What was that like, Colorado’s first Jewish Army National Guard Chaplain being sworn in by Colorado’s first Jewish Governor?
That was a terrific honor on so many levels. The governor is the state’s commander-in-chief, so it was also a very logical choice to have him swear me in because he’s my commander. As a Jewish governor, I think we were highlighting a statement that he’s made that – especially in this country – even if you’re part of a minority, there is no reason why you can’t succeed and even go all the way to the top. On the contrary, this is a country that celebrates those differences in the unity that comes as a result of being the many colors of a rainbow. I’m very thankful for it. And thankful to God that at the age of 45, I could complete boot camp, which certainly wasn’t a given. I wasn’t the fittest rabbi in the world.
Were you required to do basic training?
While as a chaplain you are considered a noncombatant, you’re expected to be with the troops, and that means keeping up with the troops wherever they are. So you are expected to keep the same levels of fitness as the soldiers that you’re with, and that required three months of intensive training.
And of course, a lot of it was the physical component. We trained fairly regularly – up every day at 4 a.m. for the usual running, pushups, sit-ups, a variety of activities and training for ruck marches where you have to carry a certain amount of weight and traverse a certain amount of miles in a certain amount of time. Personally, it was like a little boy’s dream come true. It was really just a phenomenal experience, and I loved learning every aspect about it.

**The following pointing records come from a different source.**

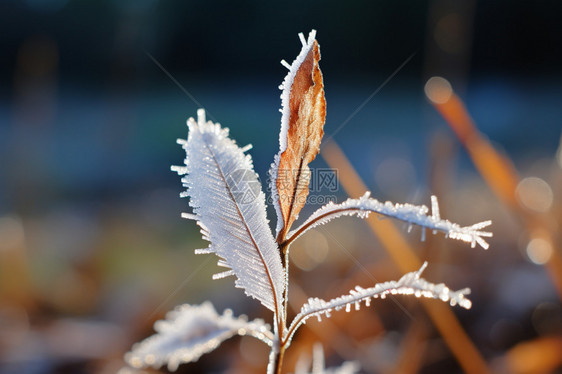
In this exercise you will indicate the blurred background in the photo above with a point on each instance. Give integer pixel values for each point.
(93, 95)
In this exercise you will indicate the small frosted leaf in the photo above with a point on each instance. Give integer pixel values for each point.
(302, 122)
(318, 365)
(411, 214)
(190, 331)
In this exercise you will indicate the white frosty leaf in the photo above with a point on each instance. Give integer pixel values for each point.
(285, 116)
(228, 203)
(190, 331)
(409, 284)
(411, 214)
(318, 366)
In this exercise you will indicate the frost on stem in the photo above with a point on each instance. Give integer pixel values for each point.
(411, 214)
(409, 284)
(318, 365)
(190, 331)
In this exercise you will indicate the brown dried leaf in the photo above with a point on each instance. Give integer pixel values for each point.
(301, 134)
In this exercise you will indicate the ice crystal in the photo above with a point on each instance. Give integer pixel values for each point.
(229, 205)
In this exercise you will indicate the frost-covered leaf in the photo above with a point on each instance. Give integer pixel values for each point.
(190, 331)
(411, 214)
(229, 205)
(302, 122)
(318, 365)
(409, 284)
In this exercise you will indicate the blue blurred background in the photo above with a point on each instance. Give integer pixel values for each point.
(89, 114)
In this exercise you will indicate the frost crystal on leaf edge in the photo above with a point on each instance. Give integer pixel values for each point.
(190, 331)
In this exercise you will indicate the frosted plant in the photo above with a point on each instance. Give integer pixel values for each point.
(229, 207)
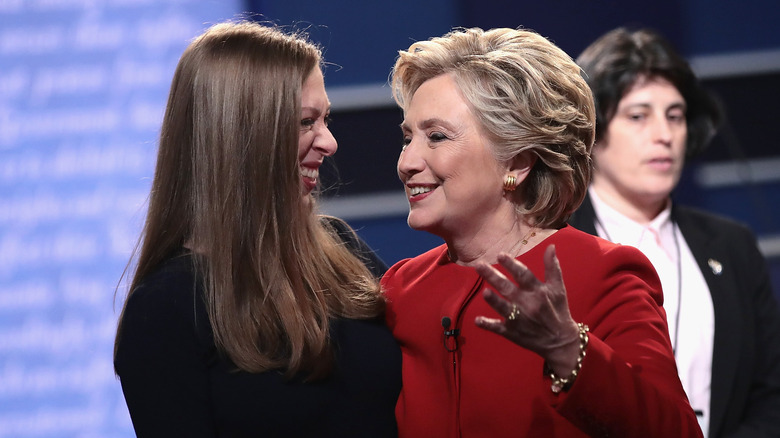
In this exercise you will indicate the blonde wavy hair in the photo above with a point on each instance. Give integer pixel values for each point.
(528, 95)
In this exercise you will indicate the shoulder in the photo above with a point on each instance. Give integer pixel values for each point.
(170, 296)
(414, 268)
(707, 221)
(174, 280)
(164, 314)
(591, 260)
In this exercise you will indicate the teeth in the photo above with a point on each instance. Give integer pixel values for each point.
(310, 173)
(418, 190)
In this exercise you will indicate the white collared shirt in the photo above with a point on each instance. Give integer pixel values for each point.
(690, 315)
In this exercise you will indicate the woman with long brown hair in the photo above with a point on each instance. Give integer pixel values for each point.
(249, 314)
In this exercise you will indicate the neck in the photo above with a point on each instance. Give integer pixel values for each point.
(485, 247)
(640, 208)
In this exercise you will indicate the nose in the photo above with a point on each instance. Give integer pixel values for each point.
(324, 142)
(410, 161)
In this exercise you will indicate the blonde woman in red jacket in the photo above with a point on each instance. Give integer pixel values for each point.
(518, 325)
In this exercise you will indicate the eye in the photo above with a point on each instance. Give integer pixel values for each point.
(437, 136)
(405, 142)
(677, 116)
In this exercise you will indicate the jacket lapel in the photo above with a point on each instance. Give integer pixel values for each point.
(711, 256)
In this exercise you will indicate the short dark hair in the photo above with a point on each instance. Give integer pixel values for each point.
(620, 58)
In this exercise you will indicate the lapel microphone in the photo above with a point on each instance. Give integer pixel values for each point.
(450, 333)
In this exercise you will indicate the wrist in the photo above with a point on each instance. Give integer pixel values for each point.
(562, 382)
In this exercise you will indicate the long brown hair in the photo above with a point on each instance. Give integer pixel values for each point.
(227, 185)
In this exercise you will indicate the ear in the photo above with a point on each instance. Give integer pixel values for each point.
(520, 166)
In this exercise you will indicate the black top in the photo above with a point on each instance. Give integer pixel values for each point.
(176, 384)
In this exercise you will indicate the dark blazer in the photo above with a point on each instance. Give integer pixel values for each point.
(745, 397)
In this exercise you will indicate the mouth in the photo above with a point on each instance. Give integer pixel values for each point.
(309, 176)
(661, 163)
(419, 192)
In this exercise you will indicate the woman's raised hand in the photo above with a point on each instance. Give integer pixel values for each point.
(536, 314)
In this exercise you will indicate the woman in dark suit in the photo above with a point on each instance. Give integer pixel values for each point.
(723, 320)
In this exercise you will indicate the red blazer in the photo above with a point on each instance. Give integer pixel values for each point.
(488, 386)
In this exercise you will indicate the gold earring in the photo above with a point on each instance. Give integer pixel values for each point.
(509, 183)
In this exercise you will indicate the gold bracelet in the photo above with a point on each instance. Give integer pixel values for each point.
(563, 384)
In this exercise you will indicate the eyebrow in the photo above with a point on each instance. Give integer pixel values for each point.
(315, 109)
(428, 123)
(675, 105)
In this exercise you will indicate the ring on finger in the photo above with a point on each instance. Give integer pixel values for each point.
(514, 314)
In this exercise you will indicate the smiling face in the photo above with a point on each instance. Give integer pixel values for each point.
(639, 161)
(315, 141)
(452, 180)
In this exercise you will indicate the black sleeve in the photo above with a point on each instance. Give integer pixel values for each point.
(357, 245)
(762, 413)
(162, 363)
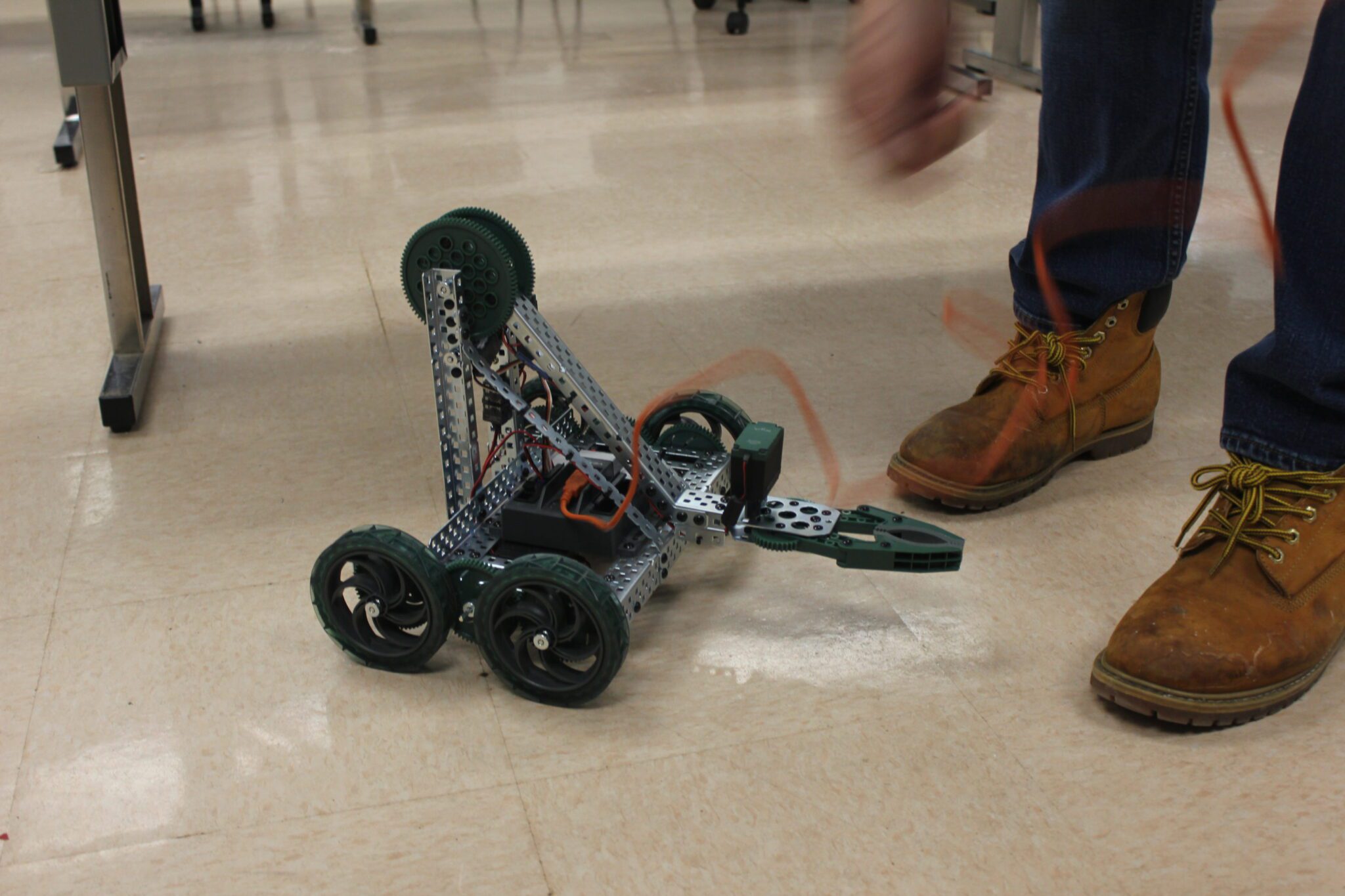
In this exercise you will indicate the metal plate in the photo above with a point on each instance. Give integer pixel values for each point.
(634, 580)
(795, 516)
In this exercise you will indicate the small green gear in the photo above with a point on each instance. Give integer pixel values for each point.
(508, 234)
(689, 436)
(490, 284)
(772, 540)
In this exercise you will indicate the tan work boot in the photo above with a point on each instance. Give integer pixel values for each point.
(1251, 613)
(1049, 399)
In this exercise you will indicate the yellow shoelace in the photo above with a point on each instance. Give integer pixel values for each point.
(1051, 355)
(1254, 494)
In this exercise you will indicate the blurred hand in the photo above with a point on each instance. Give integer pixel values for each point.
(894, 72)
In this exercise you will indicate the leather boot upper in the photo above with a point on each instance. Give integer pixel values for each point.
(1248, 603)
(1046, 396)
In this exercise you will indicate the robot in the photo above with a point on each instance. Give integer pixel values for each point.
(564, 513)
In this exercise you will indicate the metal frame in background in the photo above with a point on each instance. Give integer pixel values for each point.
(91, 50)
(363, 18)
(1013, 49)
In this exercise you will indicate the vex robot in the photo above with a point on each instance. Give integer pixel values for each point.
(563, 516)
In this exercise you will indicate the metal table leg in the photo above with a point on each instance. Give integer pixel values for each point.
(68, 146)
(1013, 49)
(135, 308)
(365, 20)
(91, 50)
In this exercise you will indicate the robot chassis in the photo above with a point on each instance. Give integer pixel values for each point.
(548, 597)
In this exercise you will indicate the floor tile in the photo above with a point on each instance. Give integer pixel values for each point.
(22, 645)
(927, 806)
(396, 848)
(208, 712)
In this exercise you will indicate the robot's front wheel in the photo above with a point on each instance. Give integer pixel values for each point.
(381, 595)
(552, 630)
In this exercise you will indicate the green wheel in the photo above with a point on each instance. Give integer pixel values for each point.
(717, 412)
(382, 597)
(508, 234)
(552, 630)
(467, 576)
(490, 284)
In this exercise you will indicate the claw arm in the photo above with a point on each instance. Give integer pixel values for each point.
(871, 538)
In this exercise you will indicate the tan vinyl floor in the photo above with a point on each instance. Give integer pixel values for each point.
(174, 720)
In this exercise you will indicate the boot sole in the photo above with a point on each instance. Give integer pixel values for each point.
(986, 498)
(1201, 710)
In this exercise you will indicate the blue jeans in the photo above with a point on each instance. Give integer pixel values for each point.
(1126, 101)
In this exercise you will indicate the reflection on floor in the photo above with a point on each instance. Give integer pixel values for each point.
(171, 716)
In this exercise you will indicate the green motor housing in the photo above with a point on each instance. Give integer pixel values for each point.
(755, 465)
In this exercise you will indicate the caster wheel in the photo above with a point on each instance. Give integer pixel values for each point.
(381, 595)
(552, 630)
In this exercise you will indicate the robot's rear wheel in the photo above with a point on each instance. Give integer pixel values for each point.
(381, 595)
(552, 630)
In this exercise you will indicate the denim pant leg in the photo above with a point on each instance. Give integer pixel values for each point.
(1124, 98)
(1285, 396)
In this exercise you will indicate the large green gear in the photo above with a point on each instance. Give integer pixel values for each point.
(508, 234)
(718, 412)
(689, 436)
(490, 284)
(772, 540)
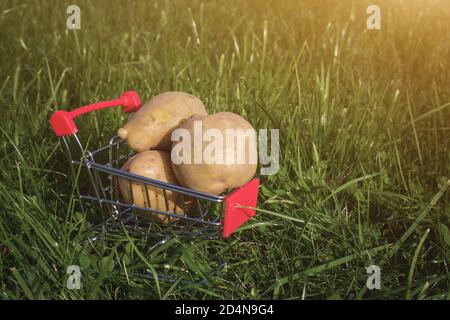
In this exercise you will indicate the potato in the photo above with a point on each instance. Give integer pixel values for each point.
(151, 126)
(154, 165)
(215, 176)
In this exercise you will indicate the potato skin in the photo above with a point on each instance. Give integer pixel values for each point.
(152, 125)
(216, 178)
(154, 165)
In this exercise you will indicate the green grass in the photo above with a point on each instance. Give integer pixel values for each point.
(365, 144)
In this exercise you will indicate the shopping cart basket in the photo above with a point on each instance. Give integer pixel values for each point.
(214, 215)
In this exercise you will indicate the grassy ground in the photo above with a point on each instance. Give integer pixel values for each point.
(364, 127)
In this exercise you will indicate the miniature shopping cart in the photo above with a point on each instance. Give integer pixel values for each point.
(214, 215)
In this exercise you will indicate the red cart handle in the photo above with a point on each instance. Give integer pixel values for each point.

Every year – except during the pandemic – you’ve brought survivors of the Holocaust to campus to speak to the students and the community as part of Holocaust Awareness Week. Why is that important to continue?
I would not say the sum total of my Jewish identity or of any Jewish person should be the Holocaust or persecution. On the contrary, it should be about living joyously and creating purpose and the great accomplishments the Jewish people have thus performed for the world and will continue to. But to remember the sacrifices of those martyrs, those that were murdered in genocide that the world has never seen – and hopefully will never see again – is very, very important, as much for the Jewish people as for the community around us. As a member of a family that survived, in part, the Second World War and the horrors of the Holocaust, I feel it’s our duty to ensure that in this last generation — the Holocaust survivors are now in their late 90s, the few that are still around and are even healthy enough – we need to continue to provide those opportunities to this generation to hear living testimony from them. Not to highlight the negativity, but to highlight the positivity.
Every survivor who has come to campus has had an extraordinary positive message of prevailing hope and optimism and love. We’ve never had one that called for anything else. If anything, it’s a reminder and an inspiration to those that are struggling in their own world that we can emulate these heroes. We can find a way forward just like they did in places that were subhuman, were hell on Earth.
They want to inspire others to do good. They want to inspire joy and light and resiliency and hope, and we want to be able to keep that going as long as we possibly can.
Any final thoughts that you’d like to share with the CSU community?
I really just want to encourage people. You may be living in extraordinary times now – and I think we are – and those extraordinary times have come with some extraordinary challenges. But one thing Judaism is very emphatic about – and I think it’s been the reason for Jewish survival and Jewish success despite what’s been thrown at the Jewish community – is that in every moment of darkness, there’s a greater light waiting to be unearthed. It’s the way we operate as human beings.